Permasteelisa Group
- Industry: Design, engineering, construction
- Founded: Vittorio Veneto, Italy (1973)
- Founder: Massimo Colomban, C.Q.N. Santopietro
- Headquarters: Vittorio Veneto, Italy
- Area served: Worldwide
- Key people: Peter Bacon (chairman) Liam Cummins (CEO)
- Revenue: €820 million (2023)
- Number of employees: 3,197 (2023)
- Parent: Atlas Holdings
- Subsidiaries: Permasteelisa North America Corp. Josef Gartner GmbH Permasteelisa (UK) Limited Permasteelisa Hong Kong Limited Permasteelisa Pacific Holding Ltd. Scheldebouw B.V. Permasteelisa Australia Pty
- Website: Permasteelisa Group

= Permasteelisa =

Italian construction and civil engineering company

Permasteelisa S.p.A. is an Italian company in engineering, project management, manufacturing and installation of architectural envelopes and interior systems. The company is known for being one of handful producing continuous external cladding used for the design and construction of large buildings such as airports and skyscrapers. Its materials can be found on the Sydney Opera House, the Guggenheim Museum in Bilbao, and the London Shard.

The company has around 3,900 employees worldwide and a network of 40 companies (including offices, plants and R&D centers) in 30 countries.

==History==
The company was founded in 1973 with the name of Infissi Serramenti Alluminio (ISA). Its headquarters are in Vittorio Veneto, Province of Treviso. After the acquisition of the Australian company Permasteel Industries Pty Ltd in 1986, which manufactured the curtain wall of the Sydney Opera House, the company's name was changed to Permasteelisa. This acquisition marked the start to international expansion, first into Singapore and Hong Kong, then to Japan, China, Thailand and Malaysia. In 1994, Permasteelisa acquired the Dutch company Scheldebouw B.V. and, in 2001, the German company Josef Gartner GmbH.
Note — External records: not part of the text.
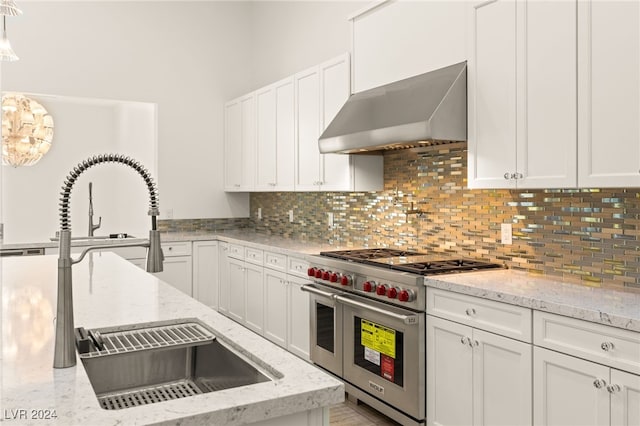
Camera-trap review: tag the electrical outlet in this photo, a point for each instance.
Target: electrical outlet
(506, 233)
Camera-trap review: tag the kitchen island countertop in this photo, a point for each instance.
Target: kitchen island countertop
(606, 304)
(109, 291)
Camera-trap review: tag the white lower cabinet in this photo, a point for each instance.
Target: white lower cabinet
(224, 277)
(205, 272)
(298, 318)
(275, 324)
(254, 298)
(237, 287)
(578, 373)
(177, 271)
(476, 377)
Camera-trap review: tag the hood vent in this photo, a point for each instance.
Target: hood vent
(428, 109)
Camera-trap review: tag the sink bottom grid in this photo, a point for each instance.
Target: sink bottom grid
(149, 395)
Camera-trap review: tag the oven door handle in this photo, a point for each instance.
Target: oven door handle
(407, 319)
(310, 288)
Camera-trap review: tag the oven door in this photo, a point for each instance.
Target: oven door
(326, 328)
(385, 352)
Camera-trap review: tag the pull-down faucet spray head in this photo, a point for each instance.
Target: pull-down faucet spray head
(65, 355)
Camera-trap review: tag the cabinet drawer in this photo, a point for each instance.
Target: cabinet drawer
(176, 249)
(500, 318)
(297, 266)
(236, 251)
(252, 255)
(600, 343)
(275, 261)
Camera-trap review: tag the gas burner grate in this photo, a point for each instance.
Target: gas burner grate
(444, 266)
(368, 254)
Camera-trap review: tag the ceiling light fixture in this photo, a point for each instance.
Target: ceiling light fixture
(27, 130)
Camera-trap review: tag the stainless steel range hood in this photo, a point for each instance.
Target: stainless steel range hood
(417, 111)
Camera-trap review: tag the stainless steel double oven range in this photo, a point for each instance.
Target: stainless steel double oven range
(368, 323)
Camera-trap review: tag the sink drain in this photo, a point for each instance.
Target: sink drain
(150, 395)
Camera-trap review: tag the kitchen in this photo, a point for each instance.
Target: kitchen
(584, 235)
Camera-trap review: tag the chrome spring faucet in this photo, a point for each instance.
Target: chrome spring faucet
(64, 351)
(92, 227)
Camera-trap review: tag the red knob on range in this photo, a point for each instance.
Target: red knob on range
(392, 293)
(406, 296)
(345, 280)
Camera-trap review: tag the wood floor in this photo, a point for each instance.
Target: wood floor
(350, 414)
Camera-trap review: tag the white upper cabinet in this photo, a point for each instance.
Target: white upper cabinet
(271, 136)
(240, 143)
(522, 94)
(394, 40)
(334, 92)
(609, 93)
(307, 162)
(275, 136)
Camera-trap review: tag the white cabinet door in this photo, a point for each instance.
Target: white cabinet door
(266, 164)
(275, 323)
(546, 94)
(566, 390)
(254, 313)
(223, 264)
(307, 86)
(237, 290)
(609, 93)
(491, 81)
(206, 272)
(299, 315)
(502, 382)
(449, 373)
(248, 160)
(625, 401)
(337, 173)
(177, 271)
(285, 134)
(390, 40)
(232, 145)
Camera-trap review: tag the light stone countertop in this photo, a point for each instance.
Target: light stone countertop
(110, 291)
(607, 304)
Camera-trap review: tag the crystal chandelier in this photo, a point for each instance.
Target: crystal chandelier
(27, 130)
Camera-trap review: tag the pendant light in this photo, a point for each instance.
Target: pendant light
(7, 8)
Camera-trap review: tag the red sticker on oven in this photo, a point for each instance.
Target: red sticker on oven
(387, 367)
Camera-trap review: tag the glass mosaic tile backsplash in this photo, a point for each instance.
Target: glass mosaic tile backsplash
(588, 235)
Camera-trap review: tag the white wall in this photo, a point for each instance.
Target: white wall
(85, 127)
(186, 57)
(290, 36)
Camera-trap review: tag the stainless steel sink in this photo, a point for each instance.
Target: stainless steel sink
(155, 362)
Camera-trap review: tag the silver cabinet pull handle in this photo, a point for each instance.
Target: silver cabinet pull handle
(607, 346)
(407, 319)
(614, 388)
(599, 383)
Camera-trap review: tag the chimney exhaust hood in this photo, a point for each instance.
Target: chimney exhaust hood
(424, 110)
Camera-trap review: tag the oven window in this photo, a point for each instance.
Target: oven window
(325, 326)
(379, 349)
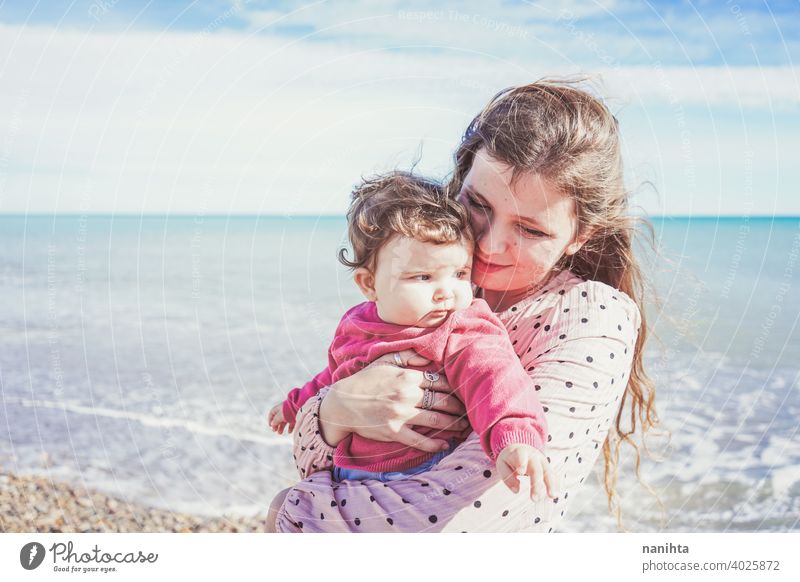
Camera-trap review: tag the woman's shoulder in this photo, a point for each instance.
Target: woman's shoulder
(569, 297)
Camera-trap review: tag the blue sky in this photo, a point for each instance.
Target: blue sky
(280, 107)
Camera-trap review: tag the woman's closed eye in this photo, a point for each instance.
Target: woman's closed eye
(530, 232)
(473, 202)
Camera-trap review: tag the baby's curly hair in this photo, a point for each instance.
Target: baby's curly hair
(400, 203)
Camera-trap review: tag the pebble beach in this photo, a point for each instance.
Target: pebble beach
(37, 504)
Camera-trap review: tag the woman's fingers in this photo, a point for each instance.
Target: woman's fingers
(413, 439)
(440, 420)
(408, 358)
(412, 358)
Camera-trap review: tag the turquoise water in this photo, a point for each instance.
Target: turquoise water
(140, 357)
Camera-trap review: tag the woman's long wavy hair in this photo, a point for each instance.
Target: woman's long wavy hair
(568, 137)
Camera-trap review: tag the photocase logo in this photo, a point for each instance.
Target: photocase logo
(31, 555)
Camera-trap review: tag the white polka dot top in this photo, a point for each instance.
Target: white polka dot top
(576, 339)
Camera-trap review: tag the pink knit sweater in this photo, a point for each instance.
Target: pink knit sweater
(473, 350)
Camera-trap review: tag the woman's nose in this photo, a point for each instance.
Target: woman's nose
(490, 241)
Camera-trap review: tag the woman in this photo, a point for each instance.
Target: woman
(540, 171)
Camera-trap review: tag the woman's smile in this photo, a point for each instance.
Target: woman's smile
(485, 266)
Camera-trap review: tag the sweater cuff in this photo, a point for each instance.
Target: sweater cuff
(501, 439)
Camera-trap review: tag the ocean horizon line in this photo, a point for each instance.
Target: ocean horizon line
(215, 216)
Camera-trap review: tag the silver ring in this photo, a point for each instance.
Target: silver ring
(431, 377)
(427, 399)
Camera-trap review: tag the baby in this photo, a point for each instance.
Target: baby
(412, 249)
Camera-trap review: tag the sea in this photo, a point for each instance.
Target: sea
(140, 355)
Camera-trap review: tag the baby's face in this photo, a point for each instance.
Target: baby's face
(419, 283)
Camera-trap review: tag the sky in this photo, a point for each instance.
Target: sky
(235, 107)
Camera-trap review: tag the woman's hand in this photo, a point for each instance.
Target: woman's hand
(383, 402)
(518, 460)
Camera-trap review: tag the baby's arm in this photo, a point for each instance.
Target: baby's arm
(481, 364)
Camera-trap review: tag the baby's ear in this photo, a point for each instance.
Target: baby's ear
(366, 282)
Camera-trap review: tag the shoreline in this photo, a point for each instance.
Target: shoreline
(37, 504)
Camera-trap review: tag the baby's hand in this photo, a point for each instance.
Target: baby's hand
(519, 459)
(276, 420)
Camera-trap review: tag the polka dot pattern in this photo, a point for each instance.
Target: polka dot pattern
(571, 378)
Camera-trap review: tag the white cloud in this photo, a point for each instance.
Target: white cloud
(236, 122)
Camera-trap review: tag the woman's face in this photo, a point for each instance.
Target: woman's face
(522, 228)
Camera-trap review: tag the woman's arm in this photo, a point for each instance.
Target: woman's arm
(379, 402)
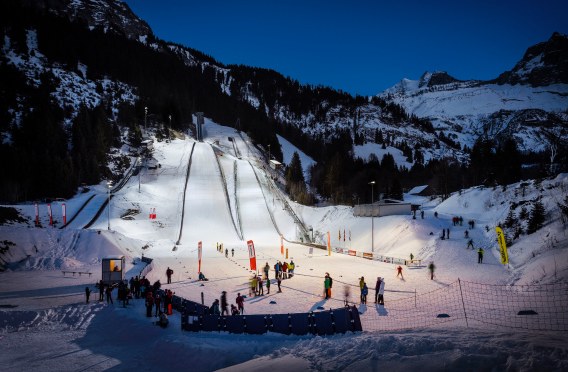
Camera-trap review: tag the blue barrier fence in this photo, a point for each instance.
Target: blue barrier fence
(195, 317)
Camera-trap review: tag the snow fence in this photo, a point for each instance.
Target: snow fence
(195, 317)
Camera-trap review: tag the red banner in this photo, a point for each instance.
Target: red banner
(252, 255)
(199, 257)
(50, 215)
(64, 208)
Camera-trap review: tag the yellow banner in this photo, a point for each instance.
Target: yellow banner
(502, 245)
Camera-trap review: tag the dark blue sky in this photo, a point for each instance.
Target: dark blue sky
(359, 46)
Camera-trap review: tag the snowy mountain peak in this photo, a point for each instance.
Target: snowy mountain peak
(430, 79)
(543, 64)
(111, 15)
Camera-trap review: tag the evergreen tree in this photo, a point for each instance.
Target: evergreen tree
(536, 219)
(510, 221)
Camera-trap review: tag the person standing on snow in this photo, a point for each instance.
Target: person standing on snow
(364, 293)
(399, 272)
(224, 304)
(291, 267)
(240, 303)
(266, 269)
(169, 273)
(431, 267)
(382, 292)
(361, 284)
(377, 287)
(326, 285)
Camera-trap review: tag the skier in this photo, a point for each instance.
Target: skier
(291, 267)
(158, 303)
(108, 292)
(431, 267)
(215, 307)
(480, 252)
(266, 270)
(163, 322)
(101, 290)
(399, 272)
(382, 292)
(361, 285)
(169, 273)
(240, 303)
(346, 294)
(149, 304)
(364, 293)
(224, 305)
(377, 288)
(327, 286)
(260, 286)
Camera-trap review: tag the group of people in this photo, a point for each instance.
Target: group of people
(222, 307)
(281, 270)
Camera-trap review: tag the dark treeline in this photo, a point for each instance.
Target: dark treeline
(45, 159)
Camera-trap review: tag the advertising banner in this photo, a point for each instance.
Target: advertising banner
(252, 255)
(502, 245)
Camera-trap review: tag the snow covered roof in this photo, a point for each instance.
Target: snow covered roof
(417, 189)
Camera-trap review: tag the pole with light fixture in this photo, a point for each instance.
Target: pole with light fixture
(372, 183)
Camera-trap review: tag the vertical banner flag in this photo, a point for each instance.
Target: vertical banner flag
(199, 257)
(502, 245)
(64, 211)
(252, 255)
(50, 215)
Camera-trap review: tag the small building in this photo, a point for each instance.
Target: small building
(148, 145)
(113, 269)
(423, 190)
(275, 164)
(386, 207)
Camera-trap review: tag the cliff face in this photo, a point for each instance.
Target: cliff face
(543, 64)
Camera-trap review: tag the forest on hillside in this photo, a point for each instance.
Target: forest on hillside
(41, 157)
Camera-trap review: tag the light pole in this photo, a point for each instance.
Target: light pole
(145, 116)
(372, 183)
(139, 171)
(109, 184)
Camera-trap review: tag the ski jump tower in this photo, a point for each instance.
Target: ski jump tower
(199, 126)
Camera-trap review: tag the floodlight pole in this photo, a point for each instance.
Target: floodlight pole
(372, 183)
(109, 184)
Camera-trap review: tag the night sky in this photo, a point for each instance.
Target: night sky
(362, 47)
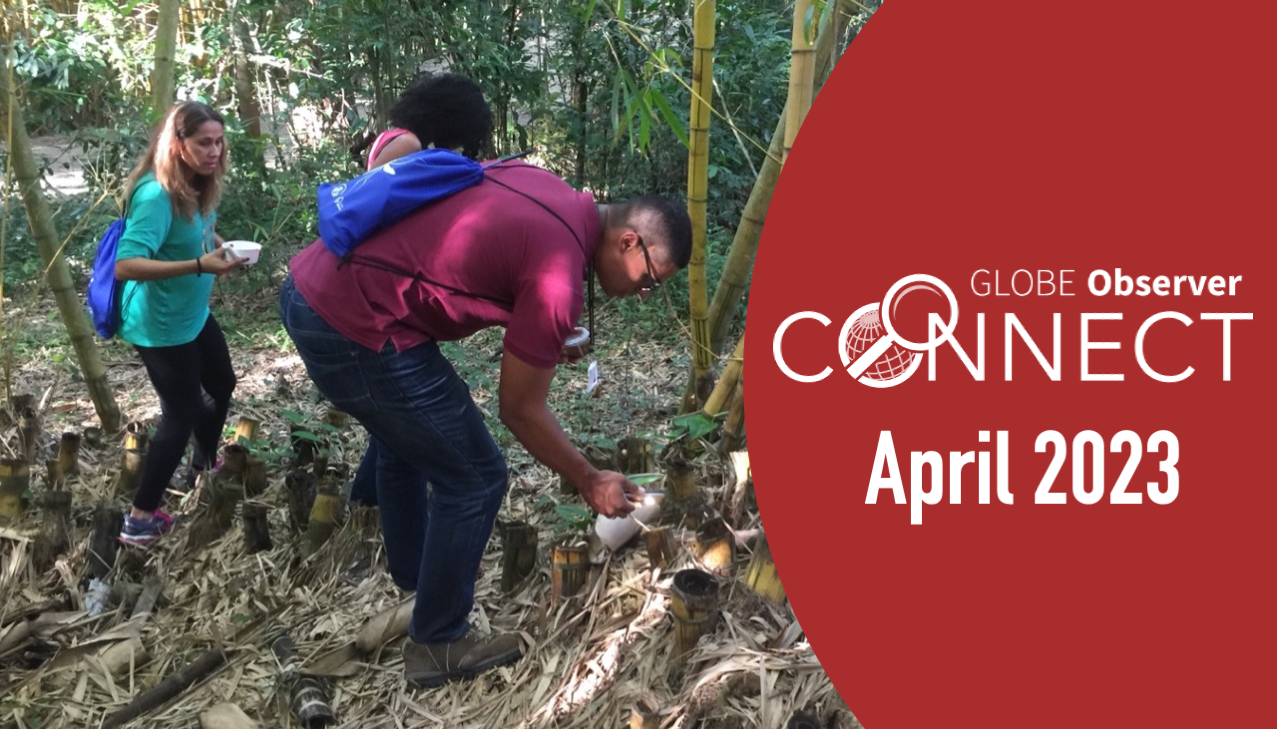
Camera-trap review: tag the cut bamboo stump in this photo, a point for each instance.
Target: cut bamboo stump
(635, 456)
(256, 479)
(68, 455)
(662, 547)
(803, 720)
(680, 481)
(519, 553)
(302, 488)
(28, 434)
(93, 437)
(326, 513)
(761, 576)
(225, 716)
(136, 438)
(645, 713)
(694, 601)
(245, 430)
(105, 541)
(717, 545)
(308, 697)
(257, 529)
(55, 533)
(14, 484)
(570, 567)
At the end of the 1990s, the company entered the United States, first in interiors fit-out and later investing in the curtain wall market. In 2011, Permasteelisa was acquired by Japanese Lixil Group for €575 million.

In 2018, the United States blocked an attempted acquisition of Permasteelisa by Chinese interior design company Grandland from its Japanese owner on unspecified security grounds. It is unclear why the Committee on Foreign Investment in the United States (CFIUS) blocked the transaction.

In May 2020, Permasteelisa was sold to the American fund Atlas Holdings.

==Subsidiaries==
- Permasteelisa North America Corp.
- Scheldebouw B.V.
- Josef Gartner GmbH
- Permasteelisa (UK) Limited
- Permasteelisa France SAS
- Permasteelisa Pacific Holdings Ltd

==Finances==
As of 31 December 2015, the Permasteelisa Group turnover was €1,528 million. The normalized EBIT was €41 million, representing 2.7% of the sales. The shareholders' equity amounted to €234.69 million, while the net financial position was €-306 million.

==Activities==
Permasteelisa is an example of a "pocket-sized" multinational, a company with a modest turnover but a worldwide presence. The main area of activity for the Permasteelisa Group is the curtain wall sector. In 2015, the Exteriors Business Unit represented 84.5% of the turnover (83.3% in 2002), the Interiors Business Unit 12.7% and Contract Business Unit 2.8%.